The problem of bottle shortages began during the pandemic, when demand for beer switched from bars and restaurants to purchases in retail supermarkets.
Higher production costs and supply chain problems are putting Belgian beer makers on the brink of a nervous breakdown, as the global economic downturn takes its toll.
Companies like the historic Huyghe brewery in Flanders, for example, are starting to run out of bottles.
The lifeline, for now, is the accumulated stocks of bottles that were purchased from a supplier company in Russia. These days, supply has been interrupted and finding alternative suppliers with the capacity to respond in Europe is anything but easy due to the strong concentration that has occurred in the industry in recent years.
According to Alain de Laet, the company's executive director, it only has stocks to last until September.
"Essentially we lack the 33 centilitre APO bottles. I know some producers who work with Steinie bottles and for several of these producers the lack of bottles is also becoming a problem," de Laet told Euronews.
"For us, it is a big problem, because we have an export volume of 87%, which means that the bottles are not returned."
He added that due to the hard COVID-19 lockdowns in China, the situation has not been exacerbated further, with less bottles being needed for beer exports. The country is the brewer's second international export destination after France.
At the moment, the brewery, which employs 110 people and produces 250,000 hectolitres of beer a year, fears that total revenues will fall by 20% if the crisis continues during the summer.
A perfect storm?
The problem of bottle shortages began during the pandemic when demand for beer switched from bars and restaurants to purchases in retail supermarkets.
Compounding the situation further is the price of glass - an energy-intensive industry - which has soared because of the current energy crisis.
While some bottle makers are open to increasing production, for many brewers the response may simply not come in a timely manner.

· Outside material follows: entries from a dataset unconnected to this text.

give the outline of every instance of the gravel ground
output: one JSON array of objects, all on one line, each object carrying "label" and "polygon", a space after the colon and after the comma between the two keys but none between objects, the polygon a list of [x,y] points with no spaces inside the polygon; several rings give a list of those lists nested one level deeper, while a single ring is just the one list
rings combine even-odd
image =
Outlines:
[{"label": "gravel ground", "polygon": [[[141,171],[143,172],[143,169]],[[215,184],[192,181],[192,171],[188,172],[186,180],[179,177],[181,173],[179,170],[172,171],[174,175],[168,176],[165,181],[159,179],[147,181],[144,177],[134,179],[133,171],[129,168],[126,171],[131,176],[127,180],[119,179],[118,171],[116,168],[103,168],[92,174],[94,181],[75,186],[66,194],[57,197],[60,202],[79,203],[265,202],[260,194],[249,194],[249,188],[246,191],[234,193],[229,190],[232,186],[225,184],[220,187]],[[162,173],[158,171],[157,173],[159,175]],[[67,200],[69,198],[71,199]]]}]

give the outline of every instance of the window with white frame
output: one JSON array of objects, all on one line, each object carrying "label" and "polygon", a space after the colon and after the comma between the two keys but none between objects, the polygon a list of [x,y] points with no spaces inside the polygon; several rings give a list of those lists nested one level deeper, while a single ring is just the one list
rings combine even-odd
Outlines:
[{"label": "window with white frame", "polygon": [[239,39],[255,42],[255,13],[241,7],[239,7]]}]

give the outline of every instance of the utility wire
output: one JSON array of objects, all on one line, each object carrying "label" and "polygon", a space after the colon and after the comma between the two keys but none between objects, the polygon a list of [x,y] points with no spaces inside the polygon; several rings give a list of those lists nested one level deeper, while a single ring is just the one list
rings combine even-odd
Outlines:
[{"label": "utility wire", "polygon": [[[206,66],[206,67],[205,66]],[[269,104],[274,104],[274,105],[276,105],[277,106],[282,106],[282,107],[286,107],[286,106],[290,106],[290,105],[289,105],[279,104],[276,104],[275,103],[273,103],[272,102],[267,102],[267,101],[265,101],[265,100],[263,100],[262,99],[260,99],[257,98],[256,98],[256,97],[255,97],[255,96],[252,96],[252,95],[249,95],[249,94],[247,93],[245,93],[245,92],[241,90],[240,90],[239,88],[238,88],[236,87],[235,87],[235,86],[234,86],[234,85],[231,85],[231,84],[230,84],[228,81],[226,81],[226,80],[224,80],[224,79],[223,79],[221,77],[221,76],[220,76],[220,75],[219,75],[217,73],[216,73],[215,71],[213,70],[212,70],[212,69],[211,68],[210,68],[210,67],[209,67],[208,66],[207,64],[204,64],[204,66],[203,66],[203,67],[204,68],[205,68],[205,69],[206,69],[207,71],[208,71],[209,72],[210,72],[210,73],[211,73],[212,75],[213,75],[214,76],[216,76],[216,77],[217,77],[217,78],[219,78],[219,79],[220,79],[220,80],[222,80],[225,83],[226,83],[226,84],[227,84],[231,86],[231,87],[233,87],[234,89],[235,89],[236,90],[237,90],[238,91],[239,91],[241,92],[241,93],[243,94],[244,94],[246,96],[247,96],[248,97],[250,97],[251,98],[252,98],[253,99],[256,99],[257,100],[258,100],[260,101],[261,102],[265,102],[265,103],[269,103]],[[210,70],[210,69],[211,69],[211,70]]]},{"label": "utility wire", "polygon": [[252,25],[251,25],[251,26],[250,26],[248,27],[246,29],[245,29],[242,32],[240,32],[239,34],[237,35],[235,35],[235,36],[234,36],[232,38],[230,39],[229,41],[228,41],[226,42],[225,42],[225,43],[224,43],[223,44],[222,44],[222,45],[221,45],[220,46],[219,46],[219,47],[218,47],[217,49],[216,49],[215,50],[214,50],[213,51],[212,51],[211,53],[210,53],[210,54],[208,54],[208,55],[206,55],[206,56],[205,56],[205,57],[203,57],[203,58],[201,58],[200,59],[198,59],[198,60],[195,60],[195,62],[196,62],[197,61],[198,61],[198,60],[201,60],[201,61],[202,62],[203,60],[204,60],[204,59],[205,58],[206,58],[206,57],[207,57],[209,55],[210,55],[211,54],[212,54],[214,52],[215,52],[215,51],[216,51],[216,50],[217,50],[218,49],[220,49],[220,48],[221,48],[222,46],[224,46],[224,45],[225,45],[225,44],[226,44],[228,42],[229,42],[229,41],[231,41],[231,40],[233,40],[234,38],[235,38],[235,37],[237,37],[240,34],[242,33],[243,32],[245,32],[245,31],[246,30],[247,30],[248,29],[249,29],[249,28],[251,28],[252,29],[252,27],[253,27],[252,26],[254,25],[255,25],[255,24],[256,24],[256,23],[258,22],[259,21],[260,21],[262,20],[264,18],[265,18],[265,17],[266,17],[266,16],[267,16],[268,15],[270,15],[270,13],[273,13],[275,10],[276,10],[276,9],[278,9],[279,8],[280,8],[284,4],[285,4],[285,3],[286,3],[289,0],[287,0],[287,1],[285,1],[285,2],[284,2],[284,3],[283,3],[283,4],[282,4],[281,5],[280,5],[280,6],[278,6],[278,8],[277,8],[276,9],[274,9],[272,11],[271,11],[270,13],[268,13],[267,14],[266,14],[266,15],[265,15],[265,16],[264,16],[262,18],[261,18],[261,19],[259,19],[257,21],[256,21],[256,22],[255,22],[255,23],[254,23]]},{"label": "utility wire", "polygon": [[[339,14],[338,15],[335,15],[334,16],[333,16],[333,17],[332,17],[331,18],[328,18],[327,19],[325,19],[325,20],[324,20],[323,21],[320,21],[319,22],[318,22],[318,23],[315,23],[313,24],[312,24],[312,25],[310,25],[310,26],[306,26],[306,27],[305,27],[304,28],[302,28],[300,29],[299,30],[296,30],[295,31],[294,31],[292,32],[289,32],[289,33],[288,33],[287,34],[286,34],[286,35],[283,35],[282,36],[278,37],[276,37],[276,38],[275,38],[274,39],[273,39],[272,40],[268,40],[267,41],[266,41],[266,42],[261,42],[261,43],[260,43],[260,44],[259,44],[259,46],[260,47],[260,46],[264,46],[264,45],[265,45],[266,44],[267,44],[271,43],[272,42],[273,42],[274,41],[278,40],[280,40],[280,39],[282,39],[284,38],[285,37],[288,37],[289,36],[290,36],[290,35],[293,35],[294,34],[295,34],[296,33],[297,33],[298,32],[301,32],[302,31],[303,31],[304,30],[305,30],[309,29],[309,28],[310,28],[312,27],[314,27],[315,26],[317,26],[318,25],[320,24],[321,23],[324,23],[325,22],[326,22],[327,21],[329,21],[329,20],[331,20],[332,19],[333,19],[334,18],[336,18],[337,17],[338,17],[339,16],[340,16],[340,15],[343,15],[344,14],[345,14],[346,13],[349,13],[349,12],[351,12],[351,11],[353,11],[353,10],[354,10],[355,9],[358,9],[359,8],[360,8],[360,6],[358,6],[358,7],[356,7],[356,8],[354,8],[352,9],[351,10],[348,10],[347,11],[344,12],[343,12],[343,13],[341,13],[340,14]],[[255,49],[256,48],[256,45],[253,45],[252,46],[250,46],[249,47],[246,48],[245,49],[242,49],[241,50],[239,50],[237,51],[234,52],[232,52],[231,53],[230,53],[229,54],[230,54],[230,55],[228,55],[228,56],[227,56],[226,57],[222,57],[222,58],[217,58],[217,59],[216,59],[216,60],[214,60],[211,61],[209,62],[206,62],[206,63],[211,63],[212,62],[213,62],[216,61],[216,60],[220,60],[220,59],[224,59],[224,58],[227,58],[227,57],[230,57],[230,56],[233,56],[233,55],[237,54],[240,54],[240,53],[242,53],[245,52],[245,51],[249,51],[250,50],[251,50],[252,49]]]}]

Turning to cans could be a solution for some producers, but adding to the storm there are also problems with aluminium supply and costs, and in addition, for many producers, the taste is not the same.
Beer industry representatives say small and medium-sized businesses are at risk of being hit hardest, including Simon Spillane from the Brewers of Europe organisation, which represents companies in the sector at the European level.
“[The crisis] will definitely affect some brewers more than others," Spillane told Euronews. "And that really depends on what is their packaging mix. Where are they getting their supplies from? Which country are they operating in? Is it a returnable bottle system? Refillable? Is the company exporting a lot outside Europe?
"So it really is specific to the individual companies. And I think potentially there will be knock-on effects for consumer prices. But also, I mean, some products may have to stop production.”
All of this represents yet another blow to an industry already under intense pressure.
In Europe, brewers are responsible for creating more than two million jobs across the production chain, which means that much is at stake as the fragile European economy tries to recover from the pandemic.